Continuous, high-profile cyberattacks like the one against retailer Target could slow adoption of emerging technologies, resulting in a loss of as much as $3 trillion to the global economy, a study shows.
The finding by the World Economic Forum is based on a scenario in which innovation in cybercriminals' attack tools outpaces the defensive capabilities of organizations. If that was to happen, than major data breaches would cause a wave of new regulations and corporate polices that would slow adoption of cloud computing, big data analytics and other transformative technologies.
"Current trends could result in a backlash against digitization, with huge economic impact," said the report entitled "Risk and Responsibility in a Hyperconnected World."
Indeed, the attack on Target's point-of-sale systems during the holiday shopping season, which led to the theft of 40 million payment card records and the personal information of 70 million customers, has drawn congressional scrutiny, with Senate hearings set for next month. The FBI has warned retailers more cyberattacks are likely, given the bureau's discovery of about 20 hacking cases over the last year, Reuters reported.
The forum based its report, which was done in collaboration with McKinsey & Co., on interviews, workshops and dialogues with global executives and experts. The report examines in broad terms the potential impact more frequent and intense cyberattacks could have on technological innovations and the global economy through 2020.
Corporate risk management against cyberattacks is already having an impact, according to the report. Controls put in place to protect intellectual property and sensitive documents has moderately lowered the productivity of front-line employees in nearly 90 percent of organizations.
In addition, the threat of cyberattacks has slowed the implementation of new technologies, as companies direct more resources to defenses.
Direct spending on security is a small share of the total expenditure on enterprise technology. However, IT executives estimate that security indirectly drives as much as 30 percent of overall technology spending, crowding out other projects that could create business value.
Major trends such as large-scale data analytics and cloud and mobile computing could create between $9.6 trillion and $21.6 trillion in value for the global economy, the report found. However, that value could be reduced if concerns over cyberattacks increase.
"If attacker sophistication outpaces defender capabilities -- resulting in more destructive attacks -- a wave of new regulations and corporate policies could slow innovation, with an aggregate economic impact of around $3 trillion," the study said.
The majority of enterprises are only in the early stages of putting policies in place to reduce the risk of cyberattacks. Most large institutions do not have a system for identifying and protecting the most valuable information assets.

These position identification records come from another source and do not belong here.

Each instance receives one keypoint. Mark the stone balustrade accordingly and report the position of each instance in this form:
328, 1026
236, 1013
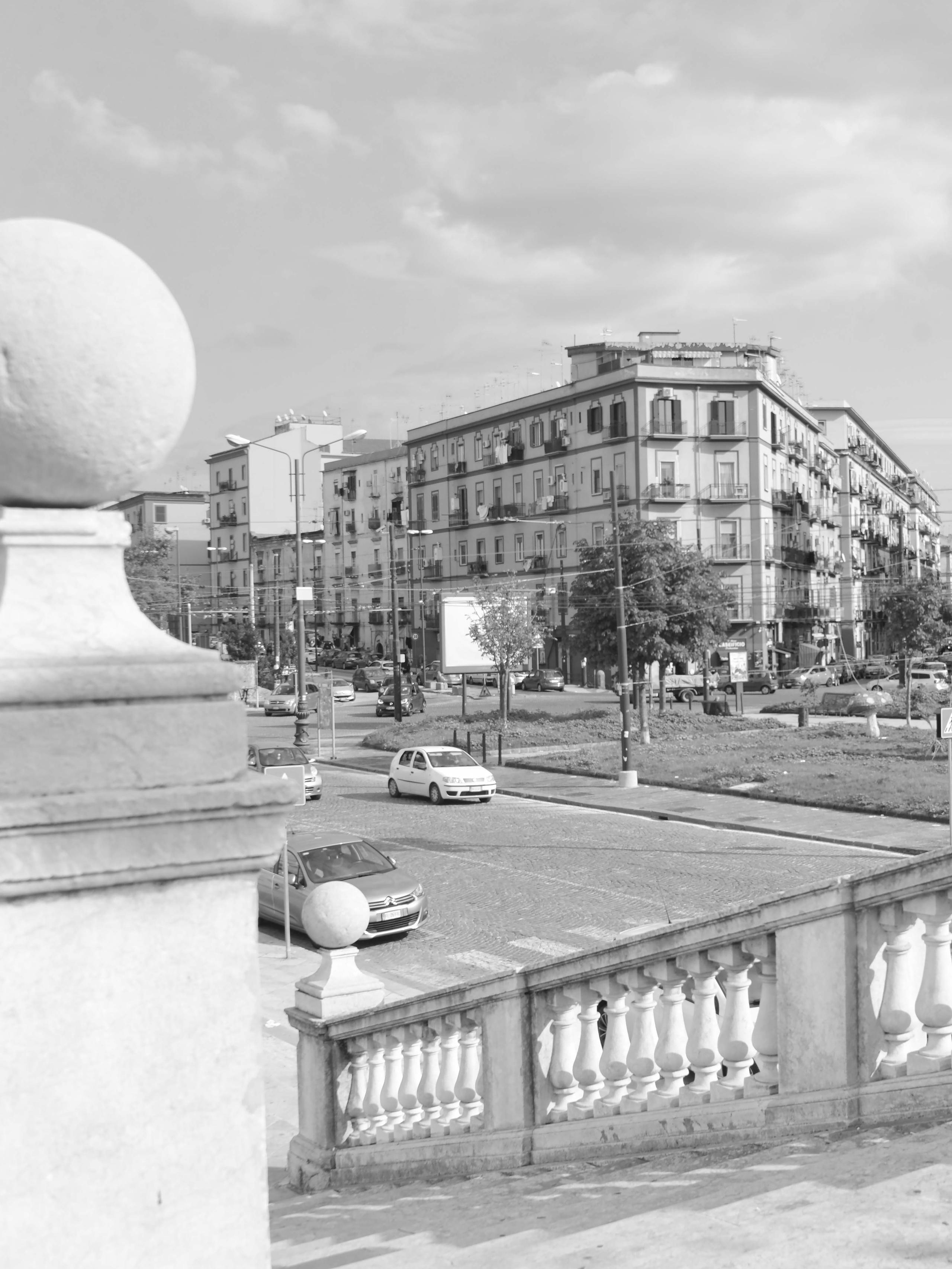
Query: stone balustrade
820, 1008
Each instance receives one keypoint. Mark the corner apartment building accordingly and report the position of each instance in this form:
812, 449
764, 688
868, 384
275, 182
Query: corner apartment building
700, 436
361, 494
889, 523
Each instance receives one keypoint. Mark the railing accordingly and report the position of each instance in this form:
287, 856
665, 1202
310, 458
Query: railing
727, 493
826, 1007
668, 493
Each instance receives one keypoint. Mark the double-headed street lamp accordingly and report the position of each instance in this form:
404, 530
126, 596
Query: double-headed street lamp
242, 442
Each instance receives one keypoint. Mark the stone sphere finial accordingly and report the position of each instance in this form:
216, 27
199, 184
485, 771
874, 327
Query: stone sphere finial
335, 914
97, 366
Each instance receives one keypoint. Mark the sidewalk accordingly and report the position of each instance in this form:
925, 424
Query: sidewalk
713, 810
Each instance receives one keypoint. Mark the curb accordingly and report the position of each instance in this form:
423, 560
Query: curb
675, 818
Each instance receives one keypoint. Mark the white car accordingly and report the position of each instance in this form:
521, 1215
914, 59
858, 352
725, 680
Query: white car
442, 774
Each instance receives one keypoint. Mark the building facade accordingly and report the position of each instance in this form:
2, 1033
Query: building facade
700, 436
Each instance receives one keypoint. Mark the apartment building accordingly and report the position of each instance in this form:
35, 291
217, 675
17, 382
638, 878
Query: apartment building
362, 493
889, 522
700, 436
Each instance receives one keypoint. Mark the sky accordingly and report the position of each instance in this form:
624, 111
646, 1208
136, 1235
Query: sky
398, 210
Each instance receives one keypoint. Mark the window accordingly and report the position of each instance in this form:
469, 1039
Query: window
666, 415
723, 418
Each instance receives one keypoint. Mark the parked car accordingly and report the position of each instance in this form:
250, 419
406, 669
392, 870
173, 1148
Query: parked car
283, 700
287, 756
757, 681
412, 700
544, 681
441, 773
395, 896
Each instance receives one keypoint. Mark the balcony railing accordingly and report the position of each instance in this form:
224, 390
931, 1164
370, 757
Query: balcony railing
725, 493
667, 492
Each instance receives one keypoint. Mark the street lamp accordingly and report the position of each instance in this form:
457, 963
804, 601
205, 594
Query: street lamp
242, 442
419, 534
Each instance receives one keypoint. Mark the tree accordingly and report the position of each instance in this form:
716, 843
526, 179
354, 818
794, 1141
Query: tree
918, 616
676, 606
506, 630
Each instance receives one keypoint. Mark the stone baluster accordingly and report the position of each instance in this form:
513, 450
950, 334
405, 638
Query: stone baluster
588, 1056
702, 1041
933, 1005
670, 1051
357, 1121
408, 1093
614, 1064
897, 1014
565, 1044
644, 1041
430, 1074
374, 1111
763, 948
466, 1085
450, 1028
736, 1042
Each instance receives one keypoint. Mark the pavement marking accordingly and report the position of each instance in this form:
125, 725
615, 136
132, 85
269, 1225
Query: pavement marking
485, 961
547, 947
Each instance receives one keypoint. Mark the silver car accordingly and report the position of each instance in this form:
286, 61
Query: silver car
396, 899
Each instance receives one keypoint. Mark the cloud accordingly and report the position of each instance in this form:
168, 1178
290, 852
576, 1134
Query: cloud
252, 168
101, 129
305, 120
218, 79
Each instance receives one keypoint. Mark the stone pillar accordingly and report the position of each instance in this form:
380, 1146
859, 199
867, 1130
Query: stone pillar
132, 832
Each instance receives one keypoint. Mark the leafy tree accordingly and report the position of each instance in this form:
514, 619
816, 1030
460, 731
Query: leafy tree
676, 605
918, 616
506, 630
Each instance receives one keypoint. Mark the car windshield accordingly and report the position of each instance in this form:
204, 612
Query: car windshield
344, 861
450, 758
287, 757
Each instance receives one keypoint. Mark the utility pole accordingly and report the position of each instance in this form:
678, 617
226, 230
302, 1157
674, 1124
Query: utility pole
398, 692
627, 777
301, 718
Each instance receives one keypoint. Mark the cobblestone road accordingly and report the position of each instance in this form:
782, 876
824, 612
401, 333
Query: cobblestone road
520, 882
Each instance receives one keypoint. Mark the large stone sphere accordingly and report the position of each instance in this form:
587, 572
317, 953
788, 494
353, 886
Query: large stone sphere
97, 366
335, 914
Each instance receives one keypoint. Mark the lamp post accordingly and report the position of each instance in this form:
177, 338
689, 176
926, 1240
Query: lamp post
419, 534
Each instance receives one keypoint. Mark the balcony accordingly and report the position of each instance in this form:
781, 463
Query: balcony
728, 553
667, 492
727, 493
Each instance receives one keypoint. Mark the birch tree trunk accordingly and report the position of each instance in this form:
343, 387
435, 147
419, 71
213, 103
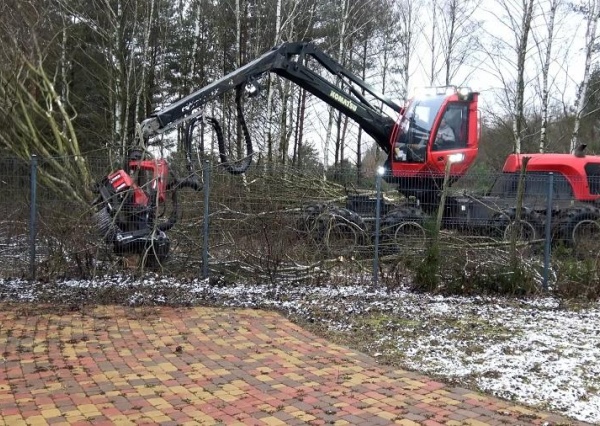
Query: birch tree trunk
546, 59
270, 88
519, 116
332, 111
591, 16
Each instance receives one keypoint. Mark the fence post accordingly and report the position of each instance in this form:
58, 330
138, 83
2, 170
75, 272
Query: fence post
205, 223
380, 172
32, 215
548, 231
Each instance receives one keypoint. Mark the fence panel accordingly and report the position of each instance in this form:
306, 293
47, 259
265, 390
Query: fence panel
285, 224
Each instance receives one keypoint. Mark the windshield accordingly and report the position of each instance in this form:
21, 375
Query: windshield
419, 119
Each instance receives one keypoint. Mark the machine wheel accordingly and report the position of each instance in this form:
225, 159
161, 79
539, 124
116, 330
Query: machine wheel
310, 223
527, 228
344, 231
402, 230
579, 228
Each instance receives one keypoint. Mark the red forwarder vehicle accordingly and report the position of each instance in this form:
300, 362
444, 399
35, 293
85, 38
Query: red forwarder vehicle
438, 126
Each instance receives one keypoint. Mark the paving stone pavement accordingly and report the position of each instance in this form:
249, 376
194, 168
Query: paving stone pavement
109, 365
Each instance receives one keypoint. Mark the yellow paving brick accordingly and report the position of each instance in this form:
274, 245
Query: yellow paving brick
52, 412
14, 420
36, 420
406, 422
274, 421
88, 409
303, 415
475, 422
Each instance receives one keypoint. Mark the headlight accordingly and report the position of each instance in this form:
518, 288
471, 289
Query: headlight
456, 158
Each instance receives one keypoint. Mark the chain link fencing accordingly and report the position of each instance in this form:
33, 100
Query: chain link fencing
283, 224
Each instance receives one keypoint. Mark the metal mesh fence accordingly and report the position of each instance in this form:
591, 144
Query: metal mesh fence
276, 224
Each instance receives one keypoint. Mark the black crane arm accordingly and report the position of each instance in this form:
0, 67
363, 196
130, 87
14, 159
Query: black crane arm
289, 61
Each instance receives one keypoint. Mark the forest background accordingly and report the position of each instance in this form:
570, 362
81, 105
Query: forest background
77, 75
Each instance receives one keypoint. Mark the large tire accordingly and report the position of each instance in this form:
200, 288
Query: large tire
402, 230
528, 228
344, 231
579, 228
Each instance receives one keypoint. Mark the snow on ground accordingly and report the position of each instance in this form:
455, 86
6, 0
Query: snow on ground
533, 351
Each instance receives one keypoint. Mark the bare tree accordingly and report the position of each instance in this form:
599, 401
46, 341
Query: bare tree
506, 60
458, 31
544, 45
591, 13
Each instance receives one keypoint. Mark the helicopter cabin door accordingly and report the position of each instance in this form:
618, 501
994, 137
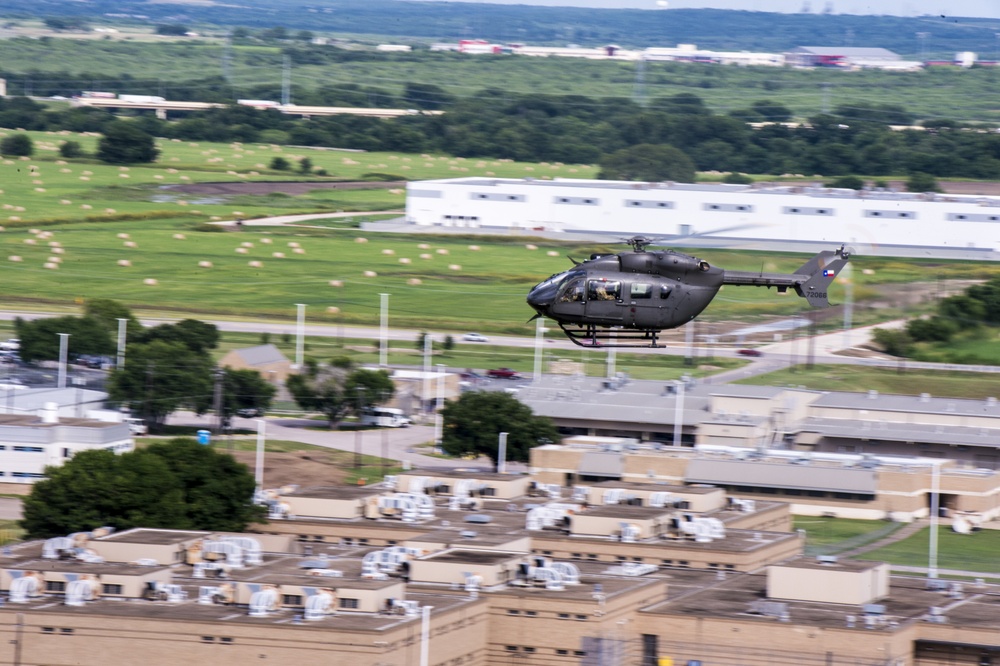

In addition, most organizations do not understand who are their attackers and have not determined the most effective defensive mechanism for bringing risk to a comfortable level.
"Companies that spend more on cyber resilience do not necessarily manage cyber resilience risks in a more mature way -- many are simply throwing money at the problem," the report said.
Almost all chief information officers and chief information security officers agree that they cannot build adequate defenses against cyberattacks by themselves. Instead, they favor establishing a system for collaborating with technology providers, regulators, law enforcement and other related institutions.
"However, views vary widely on the responsibilities and effectiveness of several possible public-sector actions," the report said.
Efforts are underway for private-public cooperation in battling cyberattacks against organizations of national importance, such as financial institutions, the oil and gas industry, defense contractors and utilities.
The U.S. Department of Homeland Security is leading the Obama administration's cybersecurity initiative, which includes establishing a framework of standards and policies for mitigating risks and having government agencies share cyberattack information with the private sector.